Sets the stop event that InProcessRunner checks between solver iterations. The solver thread receives a KeyboardInterrupt at the next Python bytecode boundary (~50 ms at most). Has no effect if the run is already finished or was not in-process.

property is_alive#

True while the background optimizer is still running.

Works for both async in-process runs (async_=True) and subprocess runs (monitor=False, in_process=False). Returns False once the run completes or for synchronous runs.

property current_work_folder#

The currently-active (or most-recently-used) job folder.

Unlike work_folder — which is reset to None at the start of each auto-resume trial — this property always returns the best available answer:

  1. self.work_folder if already set.

  2. The most recently modified jobs/NNN sub-folder under analysis_folder/optimized/jobs/ (the highest NNN that exists on disk).
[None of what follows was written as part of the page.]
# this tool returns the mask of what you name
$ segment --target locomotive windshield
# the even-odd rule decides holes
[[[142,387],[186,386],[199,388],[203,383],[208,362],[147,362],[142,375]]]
  3. None if neither is available.

This is the right folder to probe with aicKernelEval during a multi-trial run (max_trials > 0). Fixes issue #150.

update_manifest_on_resume(work_folder)#

Update RUN_MANIFEST.json when a new auto-resume trial starts.

Called from MplMonitor._RunInfoSource._wf_callback as soon as the new job folder is allocated, so that live_status() reads the correct work_folder and phase='running' for the new trial. Fixes issue #148.

Parameters:

work_folder (str) – Absolute path to the newly-allocated job folder.

get_current_decomposition(**kwargs)#
resume(niter=20, debug=True)#

Resume optimization from the best parameters of the previous run.

This mirrors the legacy GUI’s “Resume” button: extracts the best parameters from the completed job’s callback.txt, then launches a new optimizer subprocess using those as the starting point.

Parameters:
  • niter (int, optional) – Number of iterations for the resumed optimization. Default is 20.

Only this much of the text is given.